Includes a free chapter of Alice Pung's new book Her Father's Daughter.
This is an original take on a classic story - how a child of immigrants moves between two cultures. In place of piety and predictability, however, Unpolished Gem offers a vivid and ironic sense of both worlds. It combines the story of Pung's life growing up in suburban Footscray with the inherited stories of the women in her family - stories of madness, survival and heartbreak. Original and brave, this is a girl's own story that introduces an unforgettable voice and captures the experience of Asian immigrants to Australia.
‘Alice Pung is a gem. Her voice is the real thing.’ —Amy Tan
‘There’s something striking on every page of Unpolished Gem.’ —Helen Garner
‘Unpolished Gem is virtuoso storytelling.’ —The Australian
‘A memoir so vivid that images from it linger behind your eyelids.’ —The Age
‘Intelligent and touching’ —The Herald Sun
‘Unpolished Gem is a delightful read – a funny, touching debut from a writer we’re sure to hear more from.’ —The Courier Mail
I was doomed, early on, to be a word-spreader, Pung writes, and her special burden was to tell these stories that the women of my family made me promise never to tell a soul.

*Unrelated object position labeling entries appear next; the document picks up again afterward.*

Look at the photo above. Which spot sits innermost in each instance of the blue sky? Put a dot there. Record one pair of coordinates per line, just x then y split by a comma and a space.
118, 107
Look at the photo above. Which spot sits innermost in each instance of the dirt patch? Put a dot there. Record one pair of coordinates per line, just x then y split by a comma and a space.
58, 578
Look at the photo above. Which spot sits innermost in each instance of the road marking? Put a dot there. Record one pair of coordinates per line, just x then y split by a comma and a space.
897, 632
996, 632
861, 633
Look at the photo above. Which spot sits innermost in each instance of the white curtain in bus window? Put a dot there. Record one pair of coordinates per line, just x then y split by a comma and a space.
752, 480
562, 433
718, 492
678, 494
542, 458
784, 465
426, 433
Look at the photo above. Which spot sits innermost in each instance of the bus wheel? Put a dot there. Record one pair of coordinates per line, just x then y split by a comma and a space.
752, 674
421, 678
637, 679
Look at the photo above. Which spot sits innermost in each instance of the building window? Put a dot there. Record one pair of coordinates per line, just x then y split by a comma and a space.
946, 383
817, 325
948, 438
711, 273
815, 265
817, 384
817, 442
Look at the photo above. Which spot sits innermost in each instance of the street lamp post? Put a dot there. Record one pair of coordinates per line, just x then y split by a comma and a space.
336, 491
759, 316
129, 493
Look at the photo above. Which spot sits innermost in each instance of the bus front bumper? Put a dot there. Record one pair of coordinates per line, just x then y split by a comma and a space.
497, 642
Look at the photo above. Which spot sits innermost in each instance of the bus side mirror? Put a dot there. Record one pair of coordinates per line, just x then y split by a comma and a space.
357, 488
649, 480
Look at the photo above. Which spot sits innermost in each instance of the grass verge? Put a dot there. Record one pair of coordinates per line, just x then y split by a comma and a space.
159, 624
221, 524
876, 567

The stories are not of scandalous secrets or shocking revelations, but of the struggles faced by three generations of Asian women as they settle in a culturally Western country. Pung, a lawyer, recounts the journey her family made over the decades from China, her grandparents' birthplace, to Cambodia, where her parents are born, through Vietnam and Thailand to Australia where, one month after their arrival, Pung is born. In retelling her grandmother's stories, the imagined is rendered credible; Pung captures her form of magic, the magic of words that became movies in mind. In recollecting her own story, Pung loses that magic in the ordinariness of adolescence, and as the family moves toward achieving the Great Australian Dream, it passes through familiar stages the hard work of both parents, the distance created between generations and the anxieties suffered by the younger generation ( I had done everything right, and I had turned out so wrong ). The non-European-immigrant-girl-grows-up story is a familiar one to American readers. What's new about Pung's book is the Australian setting. That twist of focus reveals how more alike than different the experience is.